I wrote this when my daughter was three and a half and thought I would share with a community that would likely understand…

She is my beautiful staring princess, lashes that lilt upwards gracefully at 30 degrees, glisten with a hint of gloss.  She looks out of a window peacefully chewing her pizza and when I look at her she returns my gaze without pause or inhibition, reflecting the knowledge of the millennia that blazes past us, stuck like a picture fading in time, father and daughter in two thin iron chairs, now looking aslant, out the window and in to the varnish of the wooden table, out into the distance and six inches away.  It feels like it should be raining. 

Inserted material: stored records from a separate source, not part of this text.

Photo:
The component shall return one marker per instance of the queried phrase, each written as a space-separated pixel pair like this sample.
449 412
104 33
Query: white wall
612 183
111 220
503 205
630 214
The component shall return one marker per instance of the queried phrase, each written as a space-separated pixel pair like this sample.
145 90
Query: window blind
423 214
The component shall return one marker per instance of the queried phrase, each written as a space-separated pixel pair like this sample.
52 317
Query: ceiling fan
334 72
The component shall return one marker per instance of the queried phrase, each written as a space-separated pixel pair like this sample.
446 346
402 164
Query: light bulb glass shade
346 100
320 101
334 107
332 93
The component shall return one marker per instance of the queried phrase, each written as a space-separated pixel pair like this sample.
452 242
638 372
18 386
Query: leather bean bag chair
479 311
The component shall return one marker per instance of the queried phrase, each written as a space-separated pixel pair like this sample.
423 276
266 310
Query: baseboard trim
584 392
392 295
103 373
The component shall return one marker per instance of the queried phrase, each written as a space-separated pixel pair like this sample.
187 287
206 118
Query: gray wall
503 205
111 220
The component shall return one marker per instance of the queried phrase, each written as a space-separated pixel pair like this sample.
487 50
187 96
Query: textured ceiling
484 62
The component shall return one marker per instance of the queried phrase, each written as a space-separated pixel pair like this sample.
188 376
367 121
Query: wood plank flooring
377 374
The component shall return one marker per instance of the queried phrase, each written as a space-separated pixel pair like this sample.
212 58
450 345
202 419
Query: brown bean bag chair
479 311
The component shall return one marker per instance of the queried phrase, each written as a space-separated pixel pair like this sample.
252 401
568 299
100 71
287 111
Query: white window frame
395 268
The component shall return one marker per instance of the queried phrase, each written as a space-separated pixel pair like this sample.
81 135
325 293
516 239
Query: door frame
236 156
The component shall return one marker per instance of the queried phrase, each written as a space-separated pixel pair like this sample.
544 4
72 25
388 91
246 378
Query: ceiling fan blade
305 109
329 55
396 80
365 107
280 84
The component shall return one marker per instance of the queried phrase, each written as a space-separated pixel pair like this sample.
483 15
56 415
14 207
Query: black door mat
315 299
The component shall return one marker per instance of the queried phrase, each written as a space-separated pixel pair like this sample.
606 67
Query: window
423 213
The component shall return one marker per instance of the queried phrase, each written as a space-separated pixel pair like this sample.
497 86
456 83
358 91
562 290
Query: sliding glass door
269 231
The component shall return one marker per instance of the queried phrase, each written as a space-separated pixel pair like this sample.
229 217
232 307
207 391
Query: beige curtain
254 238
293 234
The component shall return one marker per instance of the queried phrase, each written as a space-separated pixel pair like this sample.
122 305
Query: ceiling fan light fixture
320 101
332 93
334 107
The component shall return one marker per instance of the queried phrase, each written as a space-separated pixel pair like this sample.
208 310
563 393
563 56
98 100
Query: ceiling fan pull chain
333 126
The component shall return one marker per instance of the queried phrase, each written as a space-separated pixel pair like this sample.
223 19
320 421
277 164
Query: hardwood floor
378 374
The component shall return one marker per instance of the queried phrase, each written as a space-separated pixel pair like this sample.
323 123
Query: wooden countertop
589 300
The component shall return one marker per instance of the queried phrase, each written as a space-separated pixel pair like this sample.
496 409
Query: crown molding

Then she sees a little picnic table across from us, some little benches against a wall with little cubbies, how she loves everything small.  They are colored magenta and call to her.  She talks me into sitting there, meeting her there in that little place, to talk of her little things, and eat her little French fries and a hardboiled egg.  I sit and can be there but must press on. 

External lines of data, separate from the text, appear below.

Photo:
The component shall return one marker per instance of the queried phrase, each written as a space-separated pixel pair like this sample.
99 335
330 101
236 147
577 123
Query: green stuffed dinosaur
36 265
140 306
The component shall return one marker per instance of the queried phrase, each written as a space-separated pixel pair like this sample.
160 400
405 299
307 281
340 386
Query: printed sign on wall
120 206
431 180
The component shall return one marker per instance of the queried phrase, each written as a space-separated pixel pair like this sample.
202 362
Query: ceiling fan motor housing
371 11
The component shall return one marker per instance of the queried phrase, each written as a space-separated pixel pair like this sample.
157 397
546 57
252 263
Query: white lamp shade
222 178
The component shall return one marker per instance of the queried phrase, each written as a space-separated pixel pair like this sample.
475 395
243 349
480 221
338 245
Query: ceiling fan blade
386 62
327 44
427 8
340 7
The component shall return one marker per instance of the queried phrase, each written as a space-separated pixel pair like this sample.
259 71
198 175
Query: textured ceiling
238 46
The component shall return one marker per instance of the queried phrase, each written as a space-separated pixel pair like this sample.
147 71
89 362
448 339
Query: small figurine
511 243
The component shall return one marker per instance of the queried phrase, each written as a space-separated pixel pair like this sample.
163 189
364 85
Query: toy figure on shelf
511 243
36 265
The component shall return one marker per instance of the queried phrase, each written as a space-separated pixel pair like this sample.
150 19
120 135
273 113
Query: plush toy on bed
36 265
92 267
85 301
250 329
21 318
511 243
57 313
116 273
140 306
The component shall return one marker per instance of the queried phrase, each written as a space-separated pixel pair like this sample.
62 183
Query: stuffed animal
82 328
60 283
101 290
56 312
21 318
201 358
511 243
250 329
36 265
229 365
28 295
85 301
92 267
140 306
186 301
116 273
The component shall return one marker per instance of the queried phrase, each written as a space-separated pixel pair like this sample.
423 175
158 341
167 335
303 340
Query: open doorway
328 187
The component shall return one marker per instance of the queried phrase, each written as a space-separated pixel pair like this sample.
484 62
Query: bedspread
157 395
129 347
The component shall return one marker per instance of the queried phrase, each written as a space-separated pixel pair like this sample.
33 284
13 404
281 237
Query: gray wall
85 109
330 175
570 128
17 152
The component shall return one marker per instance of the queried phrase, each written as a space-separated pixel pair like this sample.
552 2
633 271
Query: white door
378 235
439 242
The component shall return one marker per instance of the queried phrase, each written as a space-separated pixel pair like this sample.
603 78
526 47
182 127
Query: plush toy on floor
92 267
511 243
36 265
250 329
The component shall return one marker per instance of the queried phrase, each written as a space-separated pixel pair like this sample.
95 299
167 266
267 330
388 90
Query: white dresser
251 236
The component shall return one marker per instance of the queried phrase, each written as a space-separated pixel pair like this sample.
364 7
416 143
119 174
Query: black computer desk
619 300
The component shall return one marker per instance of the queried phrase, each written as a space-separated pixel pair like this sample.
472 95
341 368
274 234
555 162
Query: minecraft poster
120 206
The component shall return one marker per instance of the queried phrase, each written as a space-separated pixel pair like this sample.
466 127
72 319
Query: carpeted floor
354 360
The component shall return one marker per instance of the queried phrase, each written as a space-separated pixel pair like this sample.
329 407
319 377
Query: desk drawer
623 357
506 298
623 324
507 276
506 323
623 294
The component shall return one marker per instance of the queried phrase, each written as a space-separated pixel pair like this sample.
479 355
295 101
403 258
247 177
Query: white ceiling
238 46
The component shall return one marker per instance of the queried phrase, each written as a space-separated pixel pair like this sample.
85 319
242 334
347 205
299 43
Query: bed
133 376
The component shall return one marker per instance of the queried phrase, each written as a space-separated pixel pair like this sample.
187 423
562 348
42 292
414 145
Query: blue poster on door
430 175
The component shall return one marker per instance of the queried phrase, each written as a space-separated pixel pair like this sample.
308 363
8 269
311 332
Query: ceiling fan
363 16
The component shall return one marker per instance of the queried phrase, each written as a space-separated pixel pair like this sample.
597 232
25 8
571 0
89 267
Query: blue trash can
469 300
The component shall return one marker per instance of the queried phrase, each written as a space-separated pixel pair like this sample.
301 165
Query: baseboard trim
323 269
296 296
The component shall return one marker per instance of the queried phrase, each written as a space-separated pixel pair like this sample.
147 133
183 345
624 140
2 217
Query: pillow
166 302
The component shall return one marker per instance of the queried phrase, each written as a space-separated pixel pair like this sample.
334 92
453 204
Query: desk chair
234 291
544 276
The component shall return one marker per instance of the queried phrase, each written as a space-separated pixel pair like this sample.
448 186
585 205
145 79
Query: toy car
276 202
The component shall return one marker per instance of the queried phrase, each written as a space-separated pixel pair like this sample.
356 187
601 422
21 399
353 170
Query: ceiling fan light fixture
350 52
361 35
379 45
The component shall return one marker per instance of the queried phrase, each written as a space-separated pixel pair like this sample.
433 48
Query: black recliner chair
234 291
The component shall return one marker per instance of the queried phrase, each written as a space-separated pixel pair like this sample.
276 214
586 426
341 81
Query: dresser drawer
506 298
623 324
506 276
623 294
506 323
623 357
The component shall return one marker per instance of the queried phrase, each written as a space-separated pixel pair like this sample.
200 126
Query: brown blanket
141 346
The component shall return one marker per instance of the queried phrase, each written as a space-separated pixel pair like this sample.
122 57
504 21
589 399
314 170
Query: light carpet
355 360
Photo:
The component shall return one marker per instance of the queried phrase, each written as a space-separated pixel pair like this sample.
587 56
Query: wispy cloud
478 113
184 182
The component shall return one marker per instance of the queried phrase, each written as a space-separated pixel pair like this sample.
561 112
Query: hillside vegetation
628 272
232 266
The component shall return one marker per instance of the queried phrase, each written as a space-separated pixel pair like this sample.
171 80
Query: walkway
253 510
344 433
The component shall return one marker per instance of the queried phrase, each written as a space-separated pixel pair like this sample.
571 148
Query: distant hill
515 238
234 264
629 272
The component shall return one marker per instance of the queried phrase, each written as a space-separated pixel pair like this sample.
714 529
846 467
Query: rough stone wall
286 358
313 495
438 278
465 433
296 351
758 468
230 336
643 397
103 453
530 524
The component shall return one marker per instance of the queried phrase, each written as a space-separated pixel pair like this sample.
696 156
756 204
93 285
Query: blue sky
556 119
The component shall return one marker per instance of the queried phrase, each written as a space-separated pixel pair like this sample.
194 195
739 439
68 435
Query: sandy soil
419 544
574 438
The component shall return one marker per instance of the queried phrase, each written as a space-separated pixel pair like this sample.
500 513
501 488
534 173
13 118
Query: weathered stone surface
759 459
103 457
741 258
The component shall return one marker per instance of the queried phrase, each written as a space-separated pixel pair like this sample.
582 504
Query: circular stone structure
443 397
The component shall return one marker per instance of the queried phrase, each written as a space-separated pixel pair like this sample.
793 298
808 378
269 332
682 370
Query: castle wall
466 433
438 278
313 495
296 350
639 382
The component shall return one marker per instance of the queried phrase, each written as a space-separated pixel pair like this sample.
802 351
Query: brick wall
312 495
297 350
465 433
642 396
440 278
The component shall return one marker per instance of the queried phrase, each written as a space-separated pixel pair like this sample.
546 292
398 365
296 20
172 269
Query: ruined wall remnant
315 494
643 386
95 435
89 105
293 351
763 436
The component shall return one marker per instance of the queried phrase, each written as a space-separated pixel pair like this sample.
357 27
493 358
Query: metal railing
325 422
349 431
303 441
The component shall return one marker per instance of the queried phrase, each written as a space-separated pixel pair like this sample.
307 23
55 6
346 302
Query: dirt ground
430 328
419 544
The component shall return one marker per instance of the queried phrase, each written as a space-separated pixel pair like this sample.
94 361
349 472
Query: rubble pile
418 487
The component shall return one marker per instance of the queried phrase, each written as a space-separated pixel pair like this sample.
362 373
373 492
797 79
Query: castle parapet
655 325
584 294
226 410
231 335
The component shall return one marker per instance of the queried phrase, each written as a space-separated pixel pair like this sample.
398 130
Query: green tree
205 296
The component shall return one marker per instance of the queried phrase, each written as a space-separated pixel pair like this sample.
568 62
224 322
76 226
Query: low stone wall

“We have to go shopping,” I say, getting up and taking a few steps away. 

“No, no, no,” she says shifting from the table to the benches, “I have to sit on the little benches.”

I know how to ‘solve’ her simple complexities and can’t resist the temptation:

“I hope they still have some special carts left there.  I hope the other little kids haven’t taken them by now.”  Her eyes stare off behind me emptily, the tiny parts of her elaborate little mind clenching and unclenching almost tangibly.  She bites off the head of a last Yucca fry, which she strangely likes, and grabs the lunch container and goes for the trash, her little ambition now in motion.  She runs, I walk, and we both keep pace.  It feels like we’re holding hands but she’s a few steps behind, and galloping. 

When we get there she is silently thrilled while I make a show of artificial celebration when we see the special cart available (of course, it was always available).  But my neck seizes and my shoulders clench as she gets in very quietly, her thoughts an enigma trapped somewhere inside a little purple hat with owl eyes and two tails, and just enough hair of blond flax to not be mistaken for a boy anymore.